In our recent visit to New York, we made our way from museum to gallery to museum carried along by the rush of humanity and the loud, clatter of the subway. Being met by curators who briefly introduced us to the history of each museum, its collection and its vision was as exciting and exhausting as the crush of humanity flooding the streets of the city. It was at the Guggenheim Museum that we received a breath of inspiration. Alexandra Monroe, Senior Curator of Asian Art, introduced us to Filip Noterdaeme, who would lead us up the winding path of Frank Lloyd Wright’s architectural Oz. The Guggenheim is one of the world’s most fabulous institutions but museums are not only bricks and mortar in the middle of Manhattan. Museums are ideas. And Mr. Noterdaeme is constructing his own conceptual museum. The Homeless Museum of Art, established in 2002, is “a live-in museum in a rental apartment in Brooklyn, an activist's initiative, an exhibit in a vacant artist studio, a collection of original artworks, and a mock museum booth embedded in a commercial art fair” (http://www.homelessmuseum.org/). Mr. Noterdaeme performs the role of museum director, board of directors, artist, art and full-time resident (and I imagine it is inevitable that he must also perform the role of visitor at times.)

Homeless Museum of Art at the 2005 Armory Show

Mr. Noterdaeme’s intense passion and knowledge about the history of the Guggenheim’s collection was transfixing. To him, the museum was the portrait of Solomon R. Guggenhiem. The artist Hilla Rebay, who was commissioned to paint the portrait of Mr. Guggenheim, subsequently inspired him to found the museum. Her ultimate influence and contribution was facilitating a profound portrait of the man through an entire collection of art: the Guggenheim Museum. Mr. Noterdaeme, with superb detail and knowledge, shared the history of the institution, its collection and its individual paintings. He transformed the Guggenheim, an iconic monument to a philanthropic donor of immense wealth and a cultural Mecca for the world, into an experience beyond one painting after another. Mr. Noterdaeme paid homage to the Guggenheim as a modern museum, yet he himself is a contemporary museum.

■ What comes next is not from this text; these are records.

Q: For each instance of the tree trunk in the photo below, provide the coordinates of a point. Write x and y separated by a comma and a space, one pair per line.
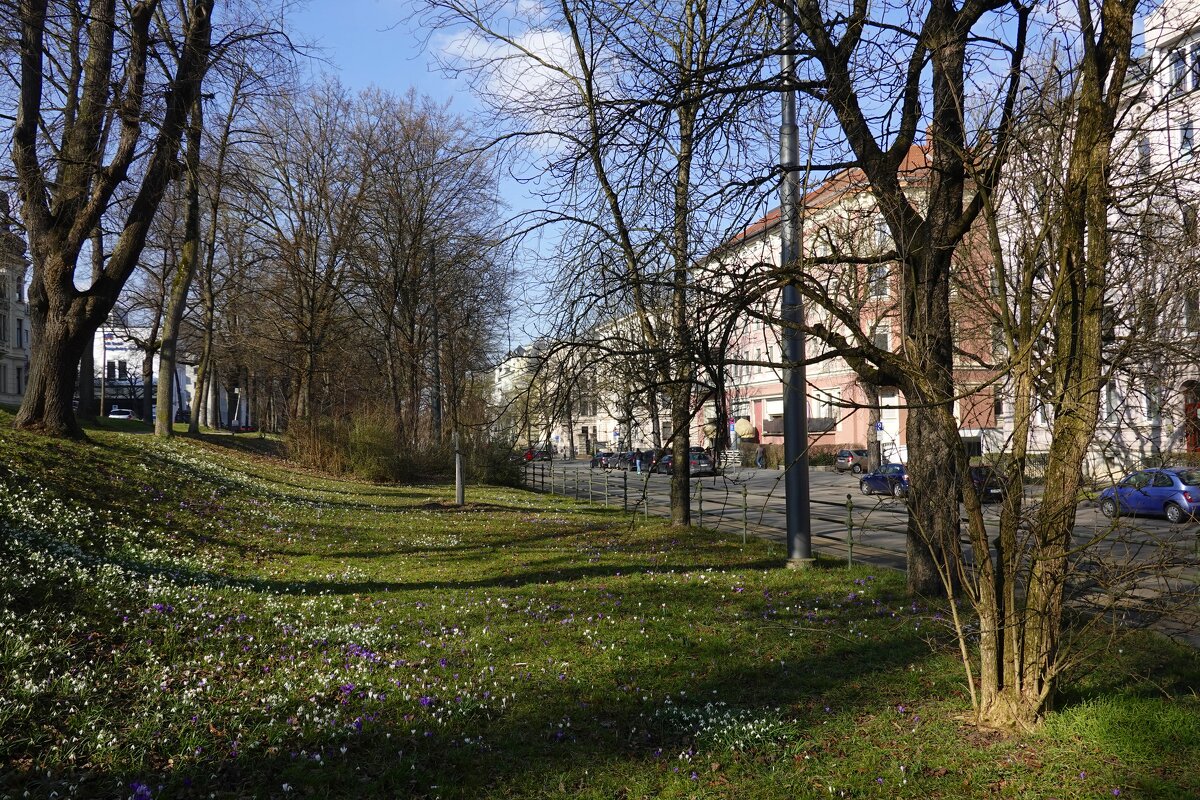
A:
61, 338
183, 278
874, 416
63, 211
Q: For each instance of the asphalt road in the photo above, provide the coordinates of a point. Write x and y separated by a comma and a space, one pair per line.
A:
753, 501
747, 501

Museum Haulers, 2005 Filip Noterdaeme

The ease and excitement with which he guided us through the Guggenheim belied an aspect beyond basic museum docent. His experience as a university professor at New York University, the New School and CUNY was evident. The question that stayed with me was whether or not Mr. Noterdaeme’s lecture at the Guggenheim was in fact an artistic performance? His response was that:

Every half-decent teacher is a bit of an actor/performer, and vice versa. I think both my students … and museum audiences …appreciate my teaching/performing style – affectations, accent, extravagance, mannerisms – precisely because it betrays, or, rather, celebrates, a perpetual state of inner conflict that has me perform a sort of Fox Trot among a set of alter egos that are never perfectly in step with the music at hand. This foxy dance is a fun "act" to perform because it leaves ample room for improvised, free-style movements never danced before.

Mr. Noterdaeme, an artist who has not found his celebrity in any cultural capital, is dancing to make it in this vibrant city; as long as his feet keep moving, keep touching the ground, he will not get lost. New York may no longer be the epicenter of cultural production but it still dominates cultural economy. Mr. Noterdaeme is an example of how artists must navigate between survival and art in this seductive and ruthless city. It is clear that, for what I imagine the majority, part of surviving as an artist in the city requires alternative endeavors. If you are in New York and have not made it, don’t lose yourself: dance through your alter egos. Be artist, performer, lecturer and teacher. Mr. Noterdaeme seems to be navigating his path with creativity, deftly dancing between his art and his livelihood.

HoMu BRKLYN

New York is not the only city that currently defines the success of art. But, it is still compelling. If one makes it in New York, it might still be true that one can make it anywhere. However, one can also make it in San Francisco, Havana, Amsterdam or Berlin. I am ready to lose myself in my own making.